In order to keep Lia’s condition from deteriorating further, the Lees stepped up their program of traditional medicine. I had often heard doctors at MCMC complain that the Hmong seemed to care less than Americans did whether their sick children got better, since they spurned the hospital’s free medical care. Unbeknownst to their doctors, the Hmong actually took their children’s health so seriously that they frequently budgeted large fractions of their public assistance stipends or indebted themselves to relatives in order to pay for expensive services not covered by Medi-Cal. For example, the Lees spent $1,000 on amulets filled with sacred healing herbs from Thailand, which Lia wore constantly around her neck. They also tried a host of less costly but time-consuming therapies. Foua inserted a silver coin that said “1936 Indochine Française” into the yolk of a boiled egg, wrapped the egg in a cloth, and rubbed Lia’s body with it; when the egg turned black, that meant the sickness had been absorbed. She massaged Lia with the bowl of a spoon. She sucked the “pressure” out of Lia’s body by pressing a small cup heated with ashes against her skin, creating a temporary vacuum as the oxygen-depleted air inside the cup cooled. She pinched Lia to draw out noxious winds. She dosed Lia with tisanes infused from the gleanings of her parking-lot herb garden. Finally, she and Nao Kao tried changing Lia’s name to Kou, a last-ditch Hmong remedy based on the premise that if a patient is called by a new name, the
dab
who stole her soul will be tricked into thinking that she is someone else, and the soul can return. According to Foua, this plan was foiled because Lia’s doctors persisted in calling her Lia, thus ruining the subterfuge.

The Lees’ most ambitious act of healing was taking Lia to visit a famous
txiv neeb
in Minnesota. “We had heard this
txiv neeb
was very special because he can fix people and he gives good medicines,” explained Nao Kao, in the deferential tones of someone describing a distinguished specialist he has gone to great trouble and expense to consult at the Mayo Clinic. “When this
txiv neeb
was younger he had gotten sick himself with the same thing as Lia, where the spirit catches you and you fall down. For the Hmong people, they usually get that kind of sickness before they become a
txiv neeb
, and maybe when Lia was grown up, that would have happened to her too, and she would be a
txiv neeb
. This
txiv neeb
was also a member of the Lee clan, so that is why we took Lia to Minnesota.”
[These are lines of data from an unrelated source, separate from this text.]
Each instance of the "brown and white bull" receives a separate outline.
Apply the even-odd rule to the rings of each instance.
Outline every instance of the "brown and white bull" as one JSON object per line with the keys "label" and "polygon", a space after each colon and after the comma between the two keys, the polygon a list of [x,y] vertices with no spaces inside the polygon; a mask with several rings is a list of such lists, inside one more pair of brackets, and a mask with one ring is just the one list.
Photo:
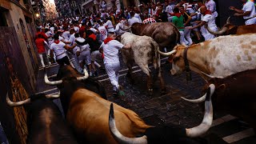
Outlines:
{"label": "brown and white bull", "polygon": [[38,94],[31,95],[28,99],[13,102],[6,94],[6,103],[10,106],[24,106],[27,112],[27,143],[77,144],[58,107],[48,99],[56,98],[58,98],[58,94]]}
{"label": "brown and white bull", "polygon": [[189,67],[206,80],[209,77],[225,78],[256,69],[256,34],[221,36],[188,47],[177,46],[169,53],[158,52],[171,55],[172,74]]}
{"label": "brown and white bull", "polygon": [[149,63],[153,63],[158,70],[161,89],[165,92],[165,83],[161,74],[160,54],[157,51],[159,49],[158,43],[150,37],[138,36],[128,32],[121,36],[121,42],[124,45],[131,44],[131,49],[122,50],[123,61],[129,69],[128,78],[131,78],[132,66],[135,62],[147,75],[147,88],[149,91],[152,91],[151,70],[149,68]]}
{"label": "brown and white bull", "polygon": [[229,35],[229,34],[244,34],[248,33],[256,33],[256,24],[254,25],[242,25],[242,26],[234,26],[230,22],[229,18],[226,23],[218,31],[212,31],[208,26],[206,26],[207,30],[215,35]]}
{"label": "brown and white bull", "polygon": [[[212,96],[214,111],[222,111],[242,118],[256,131],[256,70],[246,70],[225,78],[210,78],[202,92],[210,84],[216,88]],[[206,95],[200,98],[186,101],[198,103],[204,102]]]}
{"label": "brown and white bull", "polygon": [[[102,98],[98,94],[85,89],[84,83],[79,81],[81,78],[73,77],[73,74],[76,74],[76,71],[72,67],[67,66],[60,69],[64,71],[67,70],[69,73],[62,74],[63,78],[57,82],[50,82],[45,74],[45,81],[48,84],[58,85],[60,98],[68,102],[68,109],[64,111],[66,114],[67,122],[74,128],[76,134],[85,139],[81,142],[114,144],[122,142],[120,137],[116,135],[117,131],[114,131],[114,138],[110,130],[109,112],[111,102]],[[62,72],[60,70],[59,73]],[[87,77],[88,73],[85,70],[83,78]],[[128,139],[137,143],[146,143],[147,141],[149,143],[199,143],[190,138],[200,136],[210,128],[213,118],[210,97],[214,91],[214,87],[210,86],[207,91],[204,118],[198,126],[190,129],[154,127],[146,125],[134,111],[114,104],[116,127],[123,136],[133,138]],[[113,121],[110,119],[110,125],[111,122]],[[113,128],[114,129],[110,126],[112,132]],[[166,138],[162,138],[162,134],[165,134]],[[143,134],[146,135],[136,138],[137,136]]]}
{"label": "brown and white bull", "polygon": [[134,34],[151,37],[161,50],[173,48],[179,42],[179,31],[171,22],[134,23],[130,29]]}

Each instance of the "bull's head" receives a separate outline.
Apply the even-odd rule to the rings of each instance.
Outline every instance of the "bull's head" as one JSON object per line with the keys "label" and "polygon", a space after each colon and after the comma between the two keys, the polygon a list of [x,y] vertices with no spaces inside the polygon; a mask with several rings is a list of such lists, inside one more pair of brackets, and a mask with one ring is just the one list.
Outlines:
{"label": "bull's head", "polygon": [[[63,67],[60,67],[60,69],[62,69],[62,68],[63,68]],[[64,78],[64,77],[78,76],[78,74],[77,73],[74,72],[74,69],[72,69],[70,66],[67,66],[66,70],[68,70],[66,72],[66,74],[58,74],[58,77]],[[62,71],[62,70],[59,70],[59,71]],[[77,80],[81,81],[83,79],[86,79],[89,77],[89,74],[88,74],[86,69],[84,69],[83,71],[85,73],[85,75],[82,76],[82,77],[77,77]],[[62,80],[58,80],[58,81],[54,81],[54,82],[49,81],[46,72],[45,72],[44,79],[45,79],[45,82],[48,85],[59,85],[59,84],[62,83]]]}
{"label": "bull's head", "polygon": [[[206,102],[205,102],[205,114],[202,123],[195,127],[185,129],[186,135],[190,138],[198,137],[204,133],[206,133],[210,128],[213,122],[213,106],[211,103],[211,96],[214,94],[215,90],[214,85],[210,85],[208,88],[208,91],[206,96]],[[147,143],[147,140],[152,138],[149,138],[148,135],[144,135],[140,138],[127,138],[122,135],[116,127],[114,116],[114,110],[113,104],[110,105],[110,115],[109,115],[109,127],[110,132],[114,138],[120,143]],[[182,130],[181,130],[182,131]],[[172,137],[172,135],[169,135]],[[155,138],[157,139],[157,138]]]}
{"label": "bull's head", "polygon": [[222,28],[220,30],[213,31],[209,28],[208,25],[206,26],[206,28],[210,34],[214,35],[235,34],[238,26],[230,24],[230,17],[227,18],[226,23],[222,26]]}
{"label": "bull's head", "polygon": [[185,70],[185,62],[183,58],[183,51],[186,46],[182,45],[176,46],[174,50],[168,53],[163,53],[158,50],[161,55],[169,56],[169,59],[172,62],[172,69],[170,73],[172,75],[181,74]]}
{"label": "bull's head", "polygon": [[[44,94],[37,94],[37,97],[40,97],[40,96],[41,97],[45,97],[46,98],[59,98],[59,94],[46,94],[46,95]],[[8,93],[6,94],[6,102],[10,106],[23,106],[23,105],[26,105],[26,104],[29,104],[34,98],[32,98],[31,97],[31,98],[27,98],[26,100],[23,100],[23,101],[14,102],[10,99]]]}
Nao Kao, one of his brothers, one of his grown daughters, his son-in-law, and Lia spent three days driving to Minnesota. “We rested one night in Salt Lake City and one night in Wyoming,” said Nao Kao, “and then we took another day to get to Nebraska and then we took the whole night from Nebraska to get to Minnesota. We just stopped to get gas. I only drove for three hours in Wyoming because Lia kept trying to hug me, so I couldn’t drive, so someone else drove and I just held her.” He did not remember where the
txiv neeb
had lived, but recalled that it was several hours beyond St. Paul. “The
txiv neeb
tied spirit-strings around Lia’s wrist and gave her some green medicine from roots and things like that. Some of it was boiled and you drink the juice and some of it you boil until it crystallizes and it gets really sticky, and after it dries you eat it.” The three family members who had accompanied them stayed in Minnesota with relatives, and Nao Kao, again using SSI money, flew home with Lia, filled with optimism about her future well-being.